Data-driven and data-sharing systems still have a long way to go in convincing farmers to embrace them.
Until farmers can see the benefits of various platforms and feel comfortable choosing between them, they are likely to remain cautious, the Kansas City Federal Reserve Bank’s agricultural symposium heard.
“Should all farmers adopt all technologies?” posed Kansas State University economist Terry Nelson.
“I think the answer there quite clearly is ‘no.’ ”
Gregory Graff, an economist with Colorado State University, said most economic models focus on technology’s impact upon profitability, and extrapolate from there, but in reality, cultural and psychological factors also play a role in uptake.
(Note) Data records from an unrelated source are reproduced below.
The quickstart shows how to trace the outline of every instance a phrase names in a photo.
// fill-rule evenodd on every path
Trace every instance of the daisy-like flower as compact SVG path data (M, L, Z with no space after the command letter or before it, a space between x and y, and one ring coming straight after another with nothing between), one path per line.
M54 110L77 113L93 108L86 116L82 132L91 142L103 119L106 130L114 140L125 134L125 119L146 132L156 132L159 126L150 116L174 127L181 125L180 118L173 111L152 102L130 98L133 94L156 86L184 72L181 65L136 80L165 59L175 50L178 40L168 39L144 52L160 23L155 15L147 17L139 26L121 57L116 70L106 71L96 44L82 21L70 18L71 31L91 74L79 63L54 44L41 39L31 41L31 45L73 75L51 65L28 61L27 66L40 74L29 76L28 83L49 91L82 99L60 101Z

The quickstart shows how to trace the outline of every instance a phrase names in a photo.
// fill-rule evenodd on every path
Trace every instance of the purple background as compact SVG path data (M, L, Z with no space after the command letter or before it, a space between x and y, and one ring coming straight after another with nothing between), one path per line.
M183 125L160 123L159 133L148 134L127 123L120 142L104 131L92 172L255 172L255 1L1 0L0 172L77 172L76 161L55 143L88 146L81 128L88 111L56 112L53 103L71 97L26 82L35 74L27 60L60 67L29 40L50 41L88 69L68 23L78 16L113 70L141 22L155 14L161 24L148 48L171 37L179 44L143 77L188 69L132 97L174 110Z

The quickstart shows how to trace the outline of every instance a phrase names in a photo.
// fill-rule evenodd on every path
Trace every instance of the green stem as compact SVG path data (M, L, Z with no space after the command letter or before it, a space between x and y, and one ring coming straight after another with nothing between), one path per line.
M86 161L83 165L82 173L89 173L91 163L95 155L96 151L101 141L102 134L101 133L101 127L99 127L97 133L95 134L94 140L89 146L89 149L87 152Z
“Conditioning variables” can propel or retard expected technology incorporation.
Deanna Kovar, John Deere vice-president of precision agriculture, said farmers are willing to embrace technologies that they can see working. They are reluctant about technology they can’t be sure about.
“Certainty” about positive results will drive adoption “more than anything else,” Kovar said.
That’s led to autosteer systems being eagerly incorporated but slower acceptance of variable rate technologies.
Nelson, who specializes in surveying and studying farmers’ attitudes and production results from new technology, said “network externality” factors make acceptance of the new big-data platforms a challenge.
That concept means data-sharing platforms can offer access to great comparative information, but only if many others in a similar situation share their data with it. A farmer gets little if there aren’t many others sharing their data.
Nelson said that farm production data will probably end up creating a monopoly platform at some point because farmers don’t want to have to use multiple platforms and want to connect data from various systems.
“That’s why there’s a winner-takes-all model for data platforms,” Nelson said.
Graff said he sees the same striving of data platform companies to provide a comprehensive system.
“It really seems like a scramble for becoming one of the potential natural oligopoly,” said Graff.
Farmers are already good at using “small data” from their own farm production. Being able to measure their performance compared to peers is the promise the big-data platforms hold.
“It’s on the big-data side of things that we think, we hope, that there are still some significant gains to be made.”
Nelson said farmers aren’t being irrational when they are cautious about data-sharing platforms. Without proof the technology is helping them achieve better results, and that they’re getting something for sharing, and that they’re using a platform that’s going to be the best one, they’re likely to hold back. Sometimes waiting is the optimal decision.
“Some time in the future I expect the number of data platforms to substantially decrease, such that the farmer would have a better chance of choosing a successful data platform,” said Nelson.
Kovar said aggregate numbers of farmers incorporating new technology platforms doesn’t necessarily represent the true uptake by commercial agriculture in the United States.
“What percentage of acres are leveraging the technology? Acres, not farms and farmers,” said Kovar.
“Adoption of precision agriculture technology should be measured at the acre level to truly understand the impact these technologies are having on our industry.”